28 September 2021Herlin.A1 ; Claraz.P1; Meghnagi.R1; Bourdon.O1; Storme.T1
1 Pharmacy department, Hôpital Robert Debré, 48 boulevard Sérurier 75019 Paris
According to Good Preparation Practices (BPP), carrying out sterile preparations requires special training for the personnel assigned to this task in order to adapt knowledge and skills. Since July 2020, our production unit has been equiped from camera-assisted preparation control. Thus, it has become necessary to set up the control tool for the training and evaluation of new operators.

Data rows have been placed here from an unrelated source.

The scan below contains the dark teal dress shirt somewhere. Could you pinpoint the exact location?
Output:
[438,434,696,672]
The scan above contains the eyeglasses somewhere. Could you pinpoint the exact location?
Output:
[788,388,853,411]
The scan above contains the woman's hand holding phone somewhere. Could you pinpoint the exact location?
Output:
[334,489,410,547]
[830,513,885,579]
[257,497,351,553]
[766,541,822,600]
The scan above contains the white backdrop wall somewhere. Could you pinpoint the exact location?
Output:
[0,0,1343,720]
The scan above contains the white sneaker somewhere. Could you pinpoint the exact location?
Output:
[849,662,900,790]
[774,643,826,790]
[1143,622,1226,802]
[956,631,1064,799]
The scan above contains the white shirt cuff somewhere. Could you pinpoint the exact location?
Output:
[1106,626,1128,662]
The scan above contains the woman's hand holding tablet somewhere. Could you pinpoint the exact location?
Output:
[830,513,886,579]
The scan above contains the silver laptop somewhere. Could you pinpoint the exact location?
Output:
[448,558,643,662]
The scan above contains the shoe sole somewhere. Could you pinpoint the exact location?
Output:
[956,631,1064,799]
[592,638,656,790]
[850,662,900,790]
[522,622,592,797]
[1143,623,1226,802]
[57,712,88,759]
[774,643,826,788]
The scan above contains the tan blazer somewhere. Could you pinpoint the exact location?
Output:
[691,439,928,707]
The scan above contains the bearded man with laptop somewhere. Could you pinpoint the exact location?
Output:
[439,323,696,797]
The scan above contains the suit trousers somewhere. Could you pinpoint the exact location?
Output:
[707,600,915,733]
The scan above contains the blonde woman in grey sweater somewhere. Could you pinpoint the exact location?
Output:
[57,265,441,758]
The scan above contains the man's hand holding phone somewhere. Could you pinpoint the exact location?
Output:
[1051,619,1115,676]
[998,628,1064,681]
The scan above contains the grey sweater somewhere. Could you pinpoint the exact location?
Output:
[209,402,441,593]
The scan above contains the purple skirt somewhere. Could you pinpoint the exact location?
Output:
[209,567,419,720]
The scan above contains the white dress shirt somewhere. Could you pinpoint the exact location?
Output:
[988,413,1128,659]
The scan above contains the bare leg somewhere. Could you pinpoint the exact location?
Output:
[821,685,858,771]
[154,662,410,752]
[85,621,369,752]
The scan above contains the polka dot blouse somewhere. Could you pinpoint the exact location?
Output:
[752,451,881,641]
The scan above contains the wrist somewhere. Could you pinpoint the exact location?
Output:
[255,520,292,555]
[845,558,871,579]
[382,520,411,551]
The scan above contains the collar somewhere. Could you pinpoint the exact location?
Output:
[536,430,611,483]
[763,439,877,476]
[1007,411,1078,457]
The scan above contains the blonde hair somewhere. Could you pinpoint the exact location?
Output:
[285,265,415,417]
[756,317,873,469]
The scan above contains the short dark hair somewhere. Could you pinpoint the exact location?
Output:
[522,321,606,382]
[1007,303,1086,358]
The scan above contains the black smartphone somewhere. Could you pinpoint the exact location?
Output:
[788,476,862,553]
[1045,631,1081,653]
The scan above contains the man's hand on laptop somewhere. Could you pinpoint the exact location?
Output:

The objective of this work is to develop an educational tool for the training and evaluation of our operators in a real production situation.
Material and method
A protocol of 3 different preparations: intrathecal, syringe and bag was created on our prescription software to generate a preparation scenario on the video control tool. In accordance with GPP, the products used are not cytotoxic and the preparations are not intended for the patient. Strict asepsis is assessed using a culture medium the trypcase-soybean as the dilution / reconstitution solvent. The preparations are made in the isolator and then placed in an oven at 30 ° C for 14 days. The appearance of turbidity in the solutions is checked regularly. The absence of inhibition of bacterial growth has been previously validated in accordance with chapter 2.6.1 of the Ph Eur 10.1.
A first set of 30 preparations made by all skill level operators (students, pharmacy technician, resident and pharmacist) is analyzed by two different and independent qualified operators. Behaviors likely to generate a risk (microbiological or chemical) are collected and weighted according to their level of criticality (from 1 to 3, from the lowest to the most important).
After a practical training, the operators carry out the test in real situation and their videos are analyzed.
Observation of errors leading to a score greater than 9 and / or the appearance of turbidity leads to the non-validation of the training and therefore a new training / evaluation cycle.
Among the 93 tests performed, no preparation showed bacterial contamination. 27 operators were evaluated. 4 operators required retraining. This consisted of viewing the video with the operator to point out critical point, practical re-training and then reassessment according to the same protocol. The 4 operators were all authorized in the 2nd session.
This tool made it possible to train and evaluate the operator in the production of chemotherapy assisted by camera, in complete autonomy, in a real production situation and in a discriminating manner. In the future, a protocol of periodic reassessments will make it possible to maintain the authorizations of operators and to detect any deviations.